California Proposition 47, approved by voters in November 2014, reclassified certain felony offenses as misdemeanors. While this measure does not apply to every case, it goes a long way toward reducing prison sentences for nonviolent offenders. Here is a look at how it affects Californians accused of certain crimes:
About Proposition 47
Proposition 47, titled “Criminal Sentences. Misdemeanor Penalties. Initiative Statute.” on the ballot measure, was put on the ballot by petition signatures in 2014. The measure reduced certain “nonserious and nonviolent” drug and property crimes to misdemeanor offenses. It also allows offenders who are currently serving time for these offenses to apply for sentence reductions.
The measure is expected to save the state hundreds of millions of dollars in prison costs and other criminal justice system expenses; these savings will be spent on school truancy and dropout prevention (25 percent), mental health and substance abuse treatment (65 percent), and victim services (10 percent).
Offenses That Qualify for Proposition 47 Reductions
Proposition 47 is expected to affect approximately 40,000 people annually, according to estimates from the California Legislative Analyst’s Office. The measure reduces penalties for the following crimes:
- Grand theft: Theft of property worth $950 or less is normally charged as petty theft (a misdemeanor or infraction), but in certain cases it can be charged as grand theft (a wobbler). Before Proposition 47, stealing certain types of items (e.g. a vehicle) or having a history of theft-related offenses could open you up to grand theft charges, rather than petty theft charges. Under Proposition 47, theft of property worth $950 or less can no longer be charged as grand theft simply because of the type of property involved or the defendant’s criminal history.
- Shoplifting: Shoplifting property worth $950 or less is a misdemeanor under Proposition 47.
- Receiving stolen property: Similar to grand theft and shoplifting, receiving stolen property worth $950 or less is now a misdemeanor.
- Writing bad checks: It is a misdemeanor to write a bad check unless the check is worth more than $950 or the offender had previously committed three forgery-related crimes (in which case it would be a wobbler).

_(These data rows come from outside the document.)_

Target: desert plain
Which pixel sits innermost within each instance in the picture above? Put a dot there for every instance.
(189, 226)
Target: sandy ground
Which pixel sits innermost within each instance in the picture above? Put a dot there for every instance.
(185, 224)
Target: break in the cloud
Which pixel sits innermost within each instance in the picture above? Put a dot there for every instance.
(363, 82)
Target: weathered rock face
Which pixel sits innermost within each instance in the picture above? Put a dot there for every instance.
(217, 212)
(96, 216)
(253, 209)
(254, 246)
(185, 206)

- Check forgery: Forging a check worth $950 or less is a misdemeanor under Proposition 47 (unless the offender commits identity theft in connection with check forgery, in which case it is still a wobbler).
- Drug possession: Under previous law, possession of illicit drugs for personal use was a misdemeanor, felony, or wobbler depending on the amount and type of drug. Under Proposition 47, possession for personal use is always a misdemeanor.
However, it is important to note that these sentence reductions do not apply to all offenders, even if the charge is covered by the prop. Offenders who have prior convictions for serious or violent crimes (such as murder, rape, certain gun crimes) and registered sex offenders do not qualify for Proposition 47 sentence reductions.